LONDON, July 12 (Reuters Breakingviews) - Welcome back! The ceasefire in the Strait of Hormuz ended, but financial markets shrugged. Investors are more focused on artificial intelligence. What else should we be thinking about? Email me with your suggestions. (If this newsletter was forwarded to you, sign up here to get it in your inbox for free.)
The artificial intelligence boom remains the dominant topic in financial markets. Despite renewed hostilities in the Strait of Hormuz, investors are mainly motivated by the fear of missing out on the bonanza promised by AI chatbots, data centres, and chips. At the same time, more far-sighted money managers have started preparing for the moment when the AI trade goes into reverse. The trouble is that there are few reliable places to hide.
The obvious assets to avoid in a crash are U.S. technology stocks. The “Magnificent Seven” American firms make up about a third of the S&P 500 Index.
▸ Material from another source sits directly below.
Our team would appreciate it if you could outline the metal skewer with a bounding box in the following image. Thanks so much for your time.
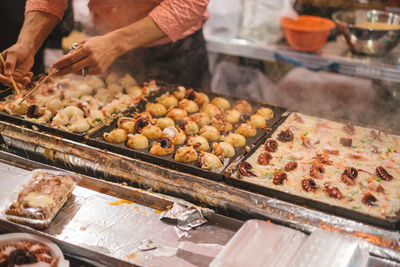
[0,53,21,95]
[18,69,58,105]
But other sectors have also cashed in on the gold rush. Analysts expect the so-called hyperscalers – Alphabet GOOGL.O, Amazon.com AMZN.O, Meta Platforms META.O, Microsoft MSFT.O and Oracle ORCL.N – to collectively shell out $4.8 trillion on AI chips, buildings and energy facilities by 2030. This promised flood of cash has not just lifted chipmakers – the Philadelphia SE Semiconductor Index is up 83% this year – but propelled producers of capital goods, construction firms, and energy utilities.
Overseas markets offer less shelter than before. Emerging market stocks are even more tied to a handful of AI-enhanced firms: three Asian chip giants make up roughly 30% of MSCI’s emerging markets benchmark. (See The Indexes of Power.) Their fortunes are inseparable from Silicon Valley, as SK Hynix underscored with this week’s $26.5 billion Nasdaq share sale. Europe has fewer home-grown tech champions, but Morgan Stanley analysts calculate that its listed companies generate more than half their sales outside the continent.
Other asset classes are also infected with the AI bug. Hyperscalers are increasingly tapping corporate debt markets: The Bank of England reckons they worth roughly $160 billion in the first half of the year – about 50% more than in the whole of 2025. Amazon this week raised another $25 billion. Meanwhile, AI’s thirst for capital has soaked into private credit funds, asset-backed lending, and securitisation markets.